La théorie multirégionale bien que le vrai nom de cette dernière soit en vérité polyphylétiste ou polygéniste ou polycentrique (Travaux de Weidenreich, Wolpoff, Trinkaus, Coon, Wu Xinzhi, Yves Coppens, Henri de Lumley - le découvreur de Lucy), est une preuve supplémentaire de l’existence des différentes races humaines..
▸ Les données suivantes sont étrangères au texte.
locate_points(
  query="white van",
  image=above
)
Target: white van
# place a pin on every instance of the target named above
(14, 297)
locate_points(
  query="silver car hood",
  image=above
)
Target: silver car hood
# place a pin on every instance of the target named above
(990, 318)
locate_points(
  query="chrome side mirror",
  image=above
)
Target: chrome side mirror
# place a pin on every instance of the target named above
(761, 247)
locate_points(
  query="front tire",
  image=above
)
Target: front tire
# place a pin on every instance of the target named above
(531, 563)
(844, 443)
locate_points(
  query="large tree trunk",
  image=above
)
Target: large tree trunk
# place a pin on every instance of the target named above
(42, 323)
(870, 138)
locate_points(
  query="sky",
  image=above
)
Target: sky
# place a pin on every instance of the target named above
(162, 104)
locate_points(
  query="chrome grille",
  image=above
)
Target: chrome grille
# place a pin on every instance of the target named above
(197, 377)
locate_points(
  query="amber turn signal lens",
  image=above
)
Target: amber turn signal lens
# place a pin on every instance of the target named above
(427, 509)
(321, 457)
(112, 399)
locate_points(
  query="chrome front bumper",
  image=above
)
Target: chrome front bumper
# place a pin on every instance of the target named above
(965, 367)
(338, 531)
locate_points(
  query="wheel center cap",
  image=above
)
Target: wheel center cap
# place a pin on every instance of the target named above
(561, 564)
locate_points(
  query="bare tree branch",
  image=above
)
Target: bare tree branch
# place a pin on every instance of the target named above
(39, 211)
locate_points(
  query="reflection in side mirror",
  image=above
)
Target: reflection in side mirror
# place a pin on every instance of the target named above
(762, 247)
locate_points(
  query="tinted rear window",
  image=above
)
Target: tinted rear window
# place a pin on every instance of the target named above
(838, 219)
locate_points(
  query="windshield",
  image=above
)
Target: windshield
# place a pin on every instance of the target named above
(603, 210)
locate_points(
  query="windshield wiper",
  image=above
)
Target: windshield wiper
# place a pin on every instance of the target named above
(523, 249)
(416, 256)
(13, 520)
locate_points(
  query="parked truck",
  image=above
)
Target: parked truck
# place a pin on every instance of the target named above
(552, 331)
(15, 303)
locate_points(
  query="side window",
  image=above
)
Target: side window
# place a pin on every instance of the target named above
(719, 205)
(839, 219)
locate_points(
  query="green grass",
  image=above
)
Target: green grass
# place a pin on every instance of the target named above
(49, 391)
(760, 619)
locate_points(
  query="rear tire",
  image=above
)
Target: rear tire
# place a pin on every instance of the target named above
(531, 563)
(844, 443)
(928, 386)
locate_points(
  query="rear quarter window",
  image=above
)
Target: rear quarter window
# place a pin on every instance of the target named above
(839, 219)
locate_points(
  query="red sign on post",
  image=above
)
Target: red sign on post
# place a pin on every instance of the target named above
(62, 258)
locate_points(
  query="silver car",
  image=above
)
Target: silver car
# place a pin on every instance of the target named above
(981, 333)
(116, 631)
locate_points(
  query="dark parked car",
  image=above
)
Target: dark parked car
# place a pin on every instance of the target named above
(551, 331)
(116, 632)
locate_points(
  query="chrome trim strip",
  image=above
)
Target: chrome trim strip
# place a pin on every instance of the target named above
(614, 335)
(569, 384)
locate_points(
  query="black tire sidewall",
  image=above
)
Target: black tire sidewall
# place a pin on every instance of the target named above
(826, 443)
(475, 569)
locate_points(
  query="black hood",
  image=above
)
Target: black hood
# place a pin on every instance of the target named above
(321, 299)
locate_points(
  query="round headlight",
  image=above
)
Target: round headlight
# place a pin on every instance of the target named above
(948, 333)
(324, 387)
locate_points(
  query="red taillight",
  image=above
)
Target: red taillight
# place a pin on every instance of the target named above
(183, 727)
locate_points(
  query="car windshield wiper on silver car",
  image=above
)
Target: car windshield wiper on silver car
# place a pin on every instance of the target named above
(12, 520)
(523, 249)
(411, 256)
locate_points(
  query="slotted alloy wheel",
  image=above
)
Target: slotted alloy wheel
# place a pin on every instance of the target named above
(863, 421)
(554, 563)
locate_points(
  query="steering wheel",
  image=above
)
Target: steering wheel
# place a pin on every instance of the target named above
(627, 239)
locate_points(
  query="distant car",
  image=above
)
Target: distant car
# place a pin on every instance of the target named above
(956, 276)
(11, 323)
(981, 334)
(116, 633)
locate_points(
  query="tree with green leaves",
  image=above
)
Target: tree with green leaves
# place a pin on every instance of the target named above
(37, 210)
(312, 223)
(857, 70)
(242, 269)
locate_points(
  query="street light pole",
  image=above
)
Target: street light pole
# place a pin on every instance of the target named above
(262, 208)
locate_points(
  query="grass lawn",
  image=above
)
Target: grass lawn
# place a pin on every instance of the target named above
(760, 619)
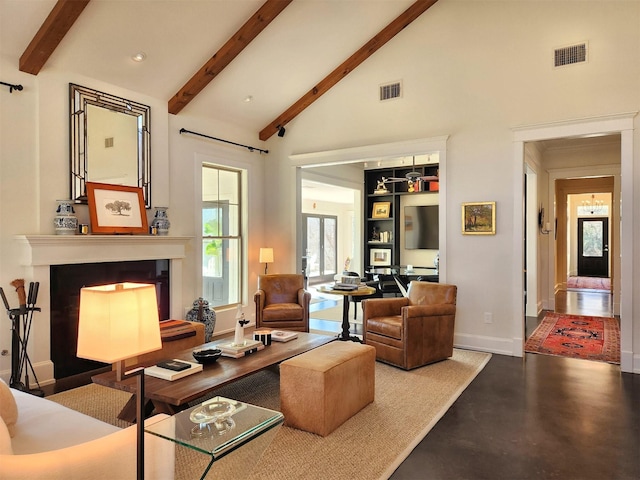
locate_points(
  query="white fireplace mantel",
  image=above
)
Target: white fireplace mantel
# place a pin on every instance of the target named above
(39, 252)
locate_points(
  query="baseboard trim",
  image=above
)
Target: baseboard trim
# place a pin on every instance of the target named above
(501, 346)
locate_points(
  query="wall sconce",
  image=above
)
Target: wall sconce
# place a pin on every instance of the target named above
(266, 257)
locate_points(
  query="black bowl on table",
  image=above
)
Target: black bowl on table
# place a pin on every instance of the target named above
(208, 355)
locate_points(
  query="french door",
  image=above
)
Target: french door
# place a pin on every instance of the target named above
(593, 247)
(320, 240)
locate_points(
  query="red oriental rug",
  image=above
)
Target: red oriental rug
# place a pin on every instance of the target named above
(590, 283)
(577, 336)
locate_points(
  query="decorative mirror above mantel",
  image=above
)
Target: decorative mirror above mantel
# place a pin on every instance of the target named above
(110, 142)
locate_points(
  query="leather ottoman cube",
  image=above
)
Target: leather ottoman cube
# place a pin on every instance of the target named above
(324, 387)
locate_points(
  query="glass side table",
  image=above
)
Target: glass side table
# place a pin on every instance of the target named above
(217, 428)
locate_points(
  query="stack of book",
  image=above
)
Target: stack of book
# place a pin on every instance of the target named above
(238, 351)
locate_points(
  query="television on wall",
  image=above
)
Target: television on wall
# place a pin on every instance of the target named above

On l’appelle aussi “Théorie de l’Evolution en candelabre”.
 
Elaborée en 1984 par M. Wolpoff, cette thèse envisage l’apparition de l’Homme moderne comme le résultat d’une évolution parallèle et indépendante des diverses souches d’Homo Erectus, dans les différentes parties du monde. Milford Wolpoff situe cet événement très tôt, autour de 800 000 ans. Les particularités morphologiques du type d’Homo Erectus, nommé sinanthrope ou homme de Pékin, âgées de 500 000 ans, rappellent étrangement les particularismes de l’homme asiatique d’aujourd’hui. Elles accréditent cette thèse du multi régionalisme.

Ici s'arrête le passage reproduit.